Le challenge touche à sa fin, merci à Sophie et à sa Gazette des ancêtres pour ce défi qui m'a personnellement permis de découvrir plein de blogs et de billets forts intéressants !
Et bravo à tous pour tous ces articles (plus de 1300 si je n'abuse en un mois !)


dimanche 28 avril 2013

Y comme YSORÉ d'HERVAULT de PLEUMARTIN

ou YSORE de PLEUMARTIN d'HERVAULT, ou YSORE d'HERVAULT, tout dépend des époques.
Des illustres familles originaires de la Vienne, en voilà une qui me plait énormément.
Son nom de famille est déjà un régal pour les yeux, les prénoms des membres qui la composent sont eux aussi savoureux, et sans compter sur l'histoire même de cette famille, tous les ingrédients sont réunis pour une belle aventure !
Je vais vous narrer la rencontre que j'ai eu avec cette famille, et de façon anté-chronologique.
Tout à débuter lorsque je faisais le recensement de mes Poilus de la Vienne (je ne pouvais faire ce "Challenge de A à Z" sans vous parler d'un soldat de la Grande Guerre quand même). Dans une des tables annuelles, je suis tombé sur le soldat : YSORE de PLEUMARTIN d'HERVAULT Marie Louis Jules Antoine. Forcément, avec un nom pareil, j'ai voulu en savoir plus, j'ai donc été voir son registre matricule :


Celui-ci nous apprend que le sieur Marie Louis Jules Antoine, est étudiant en Droit, qu'il est né à Paris en 1884, mais réside à Pleumartin (86). Il faisait la taille d'1m75, et a été  exempté en 1906 pour cause de "Bronchite spécifique".

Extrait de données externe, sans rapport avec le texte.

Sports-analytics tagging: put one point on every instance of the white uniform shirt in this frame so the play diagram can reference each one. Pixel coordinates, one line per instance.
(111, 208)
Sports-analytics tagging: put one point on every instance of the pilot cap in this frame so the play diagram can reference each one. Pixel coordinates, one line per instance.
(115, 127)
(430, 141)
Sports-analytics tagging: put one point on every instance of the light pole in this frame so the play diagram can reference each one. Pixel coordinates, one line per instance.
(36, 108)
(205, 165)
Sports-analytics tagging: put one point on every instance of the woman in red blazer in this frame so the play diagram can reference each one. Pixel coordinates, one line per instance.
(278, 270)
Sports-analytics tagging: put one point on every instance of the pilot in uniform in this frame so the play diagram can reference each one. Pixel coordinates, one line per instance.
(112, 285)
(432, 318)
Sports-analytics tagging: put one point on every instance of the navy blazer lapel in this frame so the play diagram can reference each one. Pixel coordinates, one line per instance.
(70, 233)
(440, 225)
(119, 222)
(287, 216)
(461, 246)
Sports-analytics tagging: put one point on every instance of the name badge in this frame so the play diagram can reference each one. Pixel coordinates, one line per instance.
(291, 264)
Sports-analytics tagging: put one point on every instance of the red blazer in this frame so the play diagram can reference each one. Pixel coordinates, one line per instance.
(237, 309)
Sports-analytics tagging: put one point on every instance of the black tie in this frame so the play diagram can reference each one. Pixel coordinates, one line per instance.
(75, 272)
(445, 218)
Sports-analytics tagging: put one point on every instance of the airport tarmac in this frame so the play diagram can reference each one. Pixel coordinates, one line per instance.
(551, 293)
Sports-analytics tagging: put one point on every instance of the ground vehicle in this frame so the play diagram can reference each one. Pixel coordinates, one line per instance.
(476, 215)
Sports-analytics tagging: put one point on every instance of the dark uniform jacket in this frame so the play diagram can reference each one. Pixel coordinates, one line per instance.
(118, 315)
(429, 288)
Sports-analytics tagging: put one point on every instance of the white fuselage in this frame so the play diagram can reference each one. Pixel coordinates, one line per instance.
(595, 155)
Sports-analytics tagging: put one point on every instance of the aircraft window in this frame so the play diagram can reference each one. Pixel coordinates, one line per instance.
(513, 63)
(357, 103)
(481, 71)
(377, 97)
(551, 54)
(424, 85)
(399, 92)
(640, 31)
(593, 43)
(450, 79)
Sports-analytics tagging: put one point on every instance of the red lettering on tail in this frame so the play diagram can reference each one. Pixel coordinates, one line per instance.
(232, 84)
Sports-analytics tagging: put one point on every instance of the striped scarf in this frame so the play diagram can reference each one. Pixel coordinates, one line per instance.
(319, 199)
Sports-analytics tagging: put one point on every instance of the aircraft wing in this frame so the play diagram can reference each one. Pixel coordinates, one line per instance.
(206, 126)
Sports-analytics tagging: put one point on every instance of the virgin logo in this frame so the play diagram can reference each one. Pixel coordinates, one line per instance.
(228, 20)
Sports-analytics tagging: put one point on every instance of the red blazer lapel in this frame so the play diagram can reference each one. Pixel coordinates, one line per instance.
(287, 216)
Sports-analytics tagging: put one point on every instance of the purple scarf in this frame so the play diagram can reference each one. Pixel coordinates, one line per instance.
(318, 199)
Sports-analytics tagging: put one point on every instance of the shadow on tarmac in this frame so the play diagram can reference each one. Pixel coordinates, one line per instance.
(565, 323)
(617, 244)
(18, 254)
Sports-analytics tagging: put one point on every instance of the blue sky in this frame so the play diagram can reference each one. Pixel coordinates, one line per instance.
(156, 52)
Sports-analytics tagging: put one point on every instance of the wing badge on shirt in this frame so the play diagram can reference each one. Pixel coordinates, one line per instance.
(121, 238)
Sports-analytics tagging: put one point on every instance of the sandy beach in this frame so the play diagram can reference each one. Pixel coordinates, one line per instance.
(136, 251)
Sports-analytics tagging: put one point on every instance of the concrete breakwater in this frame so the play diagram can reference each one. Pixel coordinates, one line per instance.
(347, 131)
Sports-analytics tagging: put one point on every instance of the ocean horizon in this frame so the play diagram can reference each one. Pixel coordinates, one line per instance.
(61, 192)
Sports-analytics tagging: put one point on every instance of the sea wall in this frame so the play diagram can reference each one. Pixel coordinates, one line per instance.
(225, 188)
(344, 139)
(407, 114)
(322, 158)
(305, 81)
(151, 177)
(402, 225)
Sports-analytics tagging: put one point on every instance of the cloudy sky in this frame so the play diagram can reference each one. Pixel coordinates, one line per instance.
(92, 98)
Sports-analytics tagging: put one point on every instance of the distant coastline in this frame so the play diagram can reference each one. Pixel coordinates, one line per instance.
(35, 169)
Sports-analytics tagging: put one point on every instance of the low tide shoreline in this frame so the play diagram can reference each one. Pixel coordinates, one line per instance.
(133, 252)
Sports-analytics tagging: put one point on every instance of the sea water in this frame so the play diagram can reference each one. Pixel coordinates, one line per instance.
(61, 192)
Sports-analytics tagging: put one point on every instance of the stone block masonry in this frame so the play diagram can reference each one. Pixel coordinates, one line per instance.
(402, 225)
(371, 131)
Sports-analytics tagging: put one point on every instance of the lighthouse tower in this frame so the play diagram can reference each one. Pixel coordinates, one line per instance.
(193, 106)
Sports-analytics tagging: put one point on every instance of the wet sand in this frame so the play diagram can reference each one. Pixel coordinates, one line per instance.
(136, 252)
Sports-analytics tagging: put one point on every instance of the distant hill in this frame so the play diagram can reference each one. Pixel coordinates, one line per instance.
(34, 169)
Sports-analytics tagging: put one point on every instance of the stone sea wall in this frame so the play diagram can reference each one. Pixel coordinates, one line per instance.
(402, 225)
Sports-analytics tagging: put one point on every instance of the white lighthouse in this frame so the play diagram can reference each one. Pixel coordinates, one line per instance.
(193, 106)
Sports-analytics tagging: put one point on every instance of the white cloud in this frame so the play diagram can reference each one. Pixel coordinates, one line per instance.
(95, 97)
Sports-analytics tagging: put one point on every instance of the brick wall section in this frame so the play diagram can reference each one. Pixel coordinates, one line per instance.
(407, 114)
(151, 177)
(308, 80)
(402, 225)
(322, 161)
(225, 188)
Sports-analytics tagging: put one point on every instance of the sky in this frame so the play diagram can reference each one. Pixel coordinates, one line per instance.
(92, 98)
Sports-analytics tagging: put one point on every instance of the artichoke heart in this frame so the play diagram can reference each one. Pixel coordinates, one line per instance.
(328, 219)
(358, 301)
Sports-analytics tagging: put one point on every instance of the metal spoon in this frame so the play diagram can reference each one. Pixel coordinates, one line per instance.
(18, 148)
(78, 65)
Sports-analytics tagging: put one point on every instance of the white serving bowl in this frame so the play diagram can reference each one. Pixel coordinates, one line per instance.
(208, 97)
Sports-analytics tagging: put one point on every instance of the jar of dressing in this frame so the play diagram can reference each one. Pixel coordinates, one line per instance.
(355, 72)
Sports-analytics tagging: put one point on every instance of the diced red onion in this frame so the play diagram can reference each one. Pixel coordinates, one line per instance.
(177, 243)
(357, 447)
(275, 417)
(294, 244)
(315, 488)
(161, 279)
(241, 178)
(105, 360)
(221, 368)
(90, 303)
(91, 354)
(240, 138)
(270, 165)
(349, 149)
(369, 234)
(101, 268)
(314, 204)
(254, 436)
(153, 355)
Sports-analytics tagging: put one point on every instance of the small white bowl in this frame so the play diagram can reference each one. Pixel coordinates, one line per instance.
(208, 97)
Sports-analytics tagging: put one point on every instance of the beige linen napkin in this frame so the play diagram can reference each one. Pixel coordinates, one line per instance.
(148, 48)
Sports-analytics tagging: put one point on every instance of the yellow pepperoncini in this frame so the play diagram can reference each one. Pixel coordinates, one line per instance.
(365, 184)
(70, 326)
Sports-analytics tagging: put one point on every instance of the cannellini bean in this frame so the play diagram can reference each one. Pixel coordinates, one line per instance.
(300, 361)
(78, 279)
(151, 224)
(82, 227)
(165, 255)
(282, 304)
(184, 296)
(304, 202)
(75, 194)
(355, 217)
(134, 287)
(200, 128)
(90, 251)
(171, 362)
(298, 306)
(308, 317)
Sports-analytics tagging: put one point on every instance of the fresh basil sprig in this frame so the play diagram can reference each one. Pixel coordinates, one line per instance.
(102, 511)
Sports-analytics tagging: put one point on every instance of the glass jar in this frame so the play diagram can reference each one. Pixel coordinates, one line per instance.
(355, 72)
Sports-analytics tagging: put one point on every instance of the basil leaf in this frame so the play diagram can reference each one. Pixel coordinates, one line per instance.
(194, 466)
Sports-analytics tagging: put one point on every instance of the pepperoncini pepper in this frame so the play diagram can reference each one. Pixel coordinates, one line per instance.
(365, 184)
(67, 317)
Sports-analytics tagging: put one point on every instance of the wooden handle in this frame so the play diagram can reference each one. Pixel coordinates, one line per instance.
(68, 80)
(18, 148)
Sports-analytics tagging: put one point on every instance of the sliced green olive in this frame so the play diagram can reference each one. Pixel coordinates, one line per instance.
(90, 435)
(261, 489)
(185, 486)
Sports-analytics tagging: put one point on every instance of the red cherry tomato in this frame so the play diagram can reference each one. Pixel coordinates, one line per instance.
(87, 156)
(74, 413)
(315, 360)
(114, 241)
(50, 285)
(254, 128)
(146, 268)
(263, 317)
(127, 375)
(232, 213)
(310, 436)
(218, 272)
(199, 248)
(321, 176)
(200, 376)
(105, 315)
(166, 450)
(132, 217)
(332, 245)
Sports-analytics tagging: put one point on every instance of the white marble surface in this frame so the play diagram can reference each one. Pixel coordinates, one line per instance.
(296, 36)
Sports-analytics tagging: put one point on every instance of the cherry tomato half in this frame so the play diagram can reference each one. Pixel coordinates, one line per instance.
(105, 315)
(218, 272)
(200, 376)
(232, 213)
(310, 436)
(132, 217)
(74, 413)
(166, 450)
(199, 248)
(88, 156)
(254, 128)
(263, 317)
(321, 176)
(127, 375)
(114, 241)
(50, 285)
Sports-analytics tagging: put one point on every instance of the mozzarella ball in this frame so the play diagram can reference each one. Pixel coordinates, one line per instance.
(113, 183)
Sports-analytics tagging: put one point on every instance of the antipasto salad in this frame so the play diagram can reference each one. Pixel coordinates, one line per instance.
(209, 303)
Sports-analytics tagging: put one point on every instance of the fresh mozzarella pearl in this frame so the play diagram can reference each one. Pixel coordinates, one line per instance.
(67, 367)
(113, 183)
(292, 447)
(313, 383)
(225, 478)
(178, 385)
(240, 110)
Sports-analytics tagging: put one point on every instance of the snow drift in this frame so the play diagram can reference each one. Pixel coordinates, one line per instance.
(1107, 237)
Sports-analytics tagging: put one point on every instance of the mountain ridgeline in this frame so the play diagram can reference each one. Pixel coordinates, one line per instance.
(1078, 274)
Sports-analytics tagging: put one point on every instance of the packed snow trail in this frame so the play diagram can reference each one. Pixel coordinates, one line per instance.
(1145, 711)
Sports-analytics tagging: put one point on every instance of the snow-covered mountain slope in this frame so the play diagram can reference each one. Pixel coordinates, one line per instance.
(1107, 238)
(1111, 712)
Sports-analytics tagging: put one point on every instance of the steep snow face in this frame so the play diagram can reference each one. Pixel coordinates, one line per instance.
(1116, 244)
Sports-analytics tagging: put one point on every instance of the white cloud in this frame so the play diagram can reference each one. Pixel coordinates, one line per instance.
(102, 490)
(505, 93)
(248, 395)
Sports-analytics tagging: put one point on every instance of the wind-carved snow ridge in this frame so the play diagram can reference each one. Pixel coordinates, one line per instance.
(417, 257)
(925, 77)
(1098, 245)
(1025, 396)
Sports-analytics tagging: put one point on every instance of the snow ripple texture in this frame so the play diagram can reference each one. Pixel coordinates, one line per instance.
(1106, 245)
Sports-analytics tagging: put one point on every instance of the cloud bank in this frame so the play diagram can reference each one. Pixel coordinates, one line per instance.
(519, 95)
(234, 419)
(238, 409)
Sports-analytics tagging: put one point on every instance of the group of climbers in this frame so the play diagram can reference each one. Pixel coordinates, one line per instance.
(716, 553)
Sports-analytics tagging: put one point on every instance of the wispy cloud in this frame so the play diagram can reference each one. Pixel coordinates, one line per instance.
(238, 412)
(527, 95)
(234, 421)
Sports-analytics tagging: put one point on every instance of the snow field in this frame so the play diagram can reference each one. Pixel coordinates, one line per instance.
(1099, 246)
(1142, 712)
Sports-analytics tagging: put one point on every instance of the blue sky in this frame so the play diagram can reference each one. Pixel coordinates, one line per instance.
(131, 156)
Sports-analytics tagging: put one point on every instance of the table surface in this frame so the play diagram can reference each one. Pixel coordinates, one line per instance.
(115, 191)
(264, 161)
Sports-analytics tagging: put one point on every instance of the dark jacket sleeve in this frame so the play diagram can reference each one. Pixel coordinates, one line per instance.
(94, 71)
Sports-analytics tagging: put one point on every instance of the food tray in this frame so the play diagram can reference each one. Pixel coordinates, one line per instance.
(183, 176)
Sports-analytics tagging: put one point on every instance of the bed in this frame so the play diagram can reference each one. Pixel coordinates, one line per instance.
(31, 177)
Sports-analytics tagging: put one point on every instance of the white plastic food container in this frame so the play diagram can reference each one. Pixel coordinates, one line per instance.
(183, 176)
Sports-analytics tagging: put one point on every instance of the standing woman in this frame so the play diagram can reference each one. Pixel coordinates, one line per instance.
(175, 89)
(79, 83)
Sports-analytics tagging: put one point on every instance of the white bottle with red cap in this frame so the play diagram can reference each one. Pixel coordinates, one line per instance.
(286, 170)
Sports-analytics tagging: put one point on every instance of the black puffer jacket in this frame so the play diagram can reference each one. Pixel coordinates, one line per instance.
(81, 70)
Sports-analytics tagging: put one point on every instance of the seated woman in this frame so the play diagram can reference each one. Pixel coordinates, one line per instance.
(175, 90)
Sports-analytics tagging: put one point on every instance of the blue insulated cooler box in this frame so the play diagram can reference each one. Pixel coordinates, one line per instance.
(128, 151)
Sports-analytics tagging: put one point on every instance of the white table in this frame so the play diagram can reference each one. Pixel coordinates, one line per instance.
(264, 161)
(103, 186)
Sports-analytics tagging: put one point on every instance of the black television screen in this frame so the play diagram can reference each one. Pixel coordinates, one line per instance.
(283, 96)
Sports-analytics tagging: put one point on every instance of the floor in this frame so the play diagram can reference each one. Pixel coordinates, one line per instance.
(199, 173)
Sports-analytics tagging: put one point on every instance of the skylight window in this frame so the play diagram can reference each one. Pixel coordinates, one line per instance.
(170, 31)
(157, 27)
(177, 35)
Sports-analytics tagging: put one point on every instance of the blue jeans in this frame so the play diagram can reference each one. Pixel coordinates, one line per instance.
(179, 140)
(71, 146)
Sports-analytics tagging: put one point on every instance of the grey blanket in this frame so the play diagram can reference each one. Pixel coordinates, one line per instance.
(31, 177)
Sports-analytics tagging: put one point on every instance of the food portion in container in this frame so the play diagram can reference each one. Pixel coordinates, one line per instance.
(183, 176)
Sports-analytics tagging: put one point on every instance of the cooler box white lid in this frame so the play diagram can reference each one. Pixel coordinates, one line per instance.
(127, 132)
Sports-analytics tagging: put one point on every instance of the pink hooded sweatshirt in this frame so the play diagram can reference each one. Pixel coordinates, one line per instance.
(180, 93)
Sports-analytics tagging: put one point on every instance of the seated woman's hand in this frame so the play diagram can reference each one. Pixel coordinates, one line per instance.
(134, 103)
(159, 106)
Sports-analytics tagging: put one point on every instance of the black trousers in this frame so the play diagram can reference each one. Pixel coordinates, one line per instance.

Puis, on append qu'il s'est porté volontaire pour aller se battre au Front, au sein d'un Régiment de Dragons. Il gravira rapidement les échelons pour être nommé "Maréchal des Logis". Malheureusement, il sera réformé temporaire en août 1916 à cause d'une "bronchite suspecte", et effectivement, celle-ci lui sera fatale puisqu'il décédera le 11 juillet 1917.

Sa citation à l'ordre du régiment et sa Croix de Guerre avec étoile de bronze nous montrent qu'il ne devait tout de même pas manquer de courage !

Je suis ensuite parti à la recherche de renseignements sur cette famille, et j'ai commencé à compulser les registres de Pleumartin.
En 1896, j'ai trouvé l'acte de décès de Marie Anne Antoine YSORE d'HERVAULT de PLEUMARTIN, 7éme marquis de Pleumartin. Il est le grand père de Marie Louis Jules Antoine.



Son acte de décès nous apprend qu'il était le fils d'Angadrême Louis François YSORE, marquis d'Hervault, et Marquis de Pleumartin .
Il a aussi été maire de Pleumartin, et ancien conseiller général de la Vienne et le Président de la société de secours mutuels de Pleumartin.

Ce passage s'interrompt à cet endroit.